EMERGENCY response teams from the Caribbean Community (Caricom) attended to more than 3,000 people injured in Haiti's devastating earthquake, and have vowed to provide more assistance after March 5 when the recovery phase begins.
According to Jeremy Collymore, executive director of the Caribbean Disaster Emergency Management Agency (CDEMA), Caricom relief teams also performed more than 200 major operations and participated in 15 search and rescue operations.
"They have also moved 95 tonnes of canned foods, 41 tonnes of water and approximately four tonnes of medical supplies," Collymore said, adding that approximately 40 containers of food supplies remained to be sent overseas.

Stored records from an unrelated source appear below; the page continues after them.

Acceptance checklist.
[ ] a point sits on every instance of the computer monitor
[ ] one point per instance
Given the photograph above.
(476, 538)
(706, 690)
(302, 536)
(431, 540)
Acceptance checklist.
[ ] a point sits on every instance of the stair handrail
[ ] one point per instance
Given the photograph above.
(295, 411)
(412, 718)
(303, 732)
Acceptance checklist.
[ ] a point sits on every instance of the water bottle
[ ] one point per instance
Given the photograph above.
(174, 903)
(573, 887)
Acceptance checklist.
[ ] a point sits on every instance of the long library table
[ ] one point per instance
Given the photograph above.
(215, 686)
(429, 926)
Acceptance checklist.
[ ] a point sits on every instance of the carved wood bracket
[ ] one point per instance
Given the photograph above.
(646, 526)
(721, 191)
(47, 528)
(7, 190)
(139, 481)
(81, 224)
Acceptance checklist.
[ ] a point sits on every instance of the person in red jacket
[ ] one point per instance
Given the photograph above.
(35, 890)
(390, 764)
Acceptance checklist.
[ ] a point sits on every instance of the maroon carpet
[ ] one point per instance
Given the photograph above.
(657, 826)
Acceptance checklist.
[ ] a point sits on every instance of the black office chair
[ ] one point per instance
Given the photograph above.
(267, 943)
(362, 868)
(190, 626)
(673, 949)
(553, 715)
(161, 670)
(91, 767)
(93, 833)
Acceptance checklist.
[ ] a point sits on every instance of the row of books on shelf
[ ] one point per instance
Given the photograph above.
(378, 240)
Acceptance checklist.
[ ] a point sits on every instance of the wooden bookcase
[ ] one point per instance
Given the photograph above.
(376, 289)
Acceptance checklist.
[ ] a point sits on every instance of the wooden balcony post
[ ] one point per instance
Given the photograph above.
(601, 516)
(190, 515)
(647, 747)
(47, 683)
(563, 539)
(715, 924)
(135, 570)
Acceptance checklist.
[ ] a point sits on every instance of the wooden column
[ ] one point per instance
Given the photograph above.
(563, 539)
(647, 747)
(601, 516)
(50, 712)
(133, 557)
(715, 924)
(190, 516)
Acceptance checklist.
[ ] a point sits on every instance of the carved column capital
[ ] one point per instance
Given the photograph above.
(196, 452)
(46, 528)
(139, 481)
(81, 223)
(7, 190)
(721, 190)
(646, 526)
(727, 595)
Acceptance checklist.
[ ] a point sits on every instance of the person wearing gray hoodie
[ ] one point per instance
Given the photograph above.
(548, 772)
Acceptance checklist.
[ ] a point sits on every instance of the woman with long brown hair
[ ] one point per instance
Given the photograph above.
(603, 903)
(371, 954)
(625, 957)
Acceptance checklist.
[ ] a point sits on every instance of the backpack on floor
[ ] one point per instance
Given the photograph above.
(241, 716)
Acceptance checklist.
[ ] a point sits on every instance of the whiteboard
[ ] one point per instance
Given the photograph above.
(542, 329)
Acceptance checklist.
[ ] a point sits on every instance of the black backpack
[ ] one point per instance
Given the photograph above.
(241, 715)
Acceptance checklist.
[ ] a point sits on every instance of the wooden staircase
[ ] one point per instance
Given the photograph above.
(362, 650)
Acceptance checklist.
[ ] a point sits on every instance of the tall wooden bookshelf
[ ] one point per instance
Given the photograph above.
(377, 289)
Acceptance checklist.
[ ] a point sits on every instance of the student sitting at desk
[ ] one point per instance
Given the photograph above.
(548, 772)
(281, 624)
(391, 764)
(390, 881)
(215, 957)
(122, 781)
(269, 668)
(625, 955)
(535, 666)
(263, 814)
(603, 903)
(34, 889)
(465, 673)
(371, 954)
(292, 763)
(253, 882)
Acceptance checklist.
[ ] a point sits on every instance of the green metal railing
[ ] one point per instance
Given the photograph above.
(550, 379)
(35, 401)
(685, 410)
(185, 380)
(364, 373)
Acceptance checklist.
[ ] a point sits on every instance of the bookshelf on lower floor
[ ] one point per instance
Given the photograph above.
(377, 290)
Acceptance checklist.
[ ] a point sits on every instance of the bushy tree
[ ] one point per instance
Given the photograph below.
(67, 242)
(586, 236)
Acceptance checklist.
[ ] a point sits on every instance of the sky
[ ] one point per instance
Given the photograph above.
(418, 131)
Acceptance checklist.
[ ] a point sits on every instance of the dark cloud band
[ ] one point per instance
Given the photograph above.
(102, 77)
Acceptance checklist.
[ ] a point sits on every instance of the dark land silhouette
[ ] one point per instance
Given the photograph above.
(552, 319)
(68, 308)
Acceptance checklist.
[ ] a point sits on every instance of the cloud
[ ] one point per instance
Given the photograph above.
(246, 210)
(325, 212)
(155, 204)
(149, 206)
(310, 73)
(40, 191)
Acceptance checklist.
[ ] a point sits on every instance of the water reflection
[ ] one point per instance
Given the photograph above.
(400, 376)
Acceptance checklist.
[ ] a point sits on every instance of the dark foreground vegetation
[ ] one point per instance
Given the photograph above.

Collymore gave the update on Caricom's operation in Haiti at a press conference at the Norman Manley International Airport VIP lounge on Saturday night.
He lauded the team's provision of technical assistance to the earthquake-ravaged country, saying the group had made a "strong footprint" in the establishment of the relief distribution system, the operation of the house management programme, and the establishment of guidelines for the many camps there.
"That has allowed the government of Haiti to say, to its international donors, that they want them to respond to their priorities because they now have the technical ability to start framing these," Collymore said, citing shelter as one of the most immediate priority.
In fact, he said there was still a need for more than 200, 000 tents for people whose homes were completely destroyed in the magnitude-7.0 quake, and that Caricom was in the process of providing tents to shelter more than 5,000 people.
The tents are expected to arrive in the island later this week.
Collymore said, however, that Caricom was providing assistance on a three-phased basis, and on March 5, the first phase -- the acute emergency phase -- would officially come to an end.
"We are now in the transition phase. This means we are starting to move away from solely focusing on emergency and relief care, to looking at some recovery interventions. The first focus of that is on the health intervention," he said, adding that further dialogue would have to be had with the Haitian government to determine the path forward.
Representatives from at least thirteen Caricom states have been providing assistance in Haiti, he said.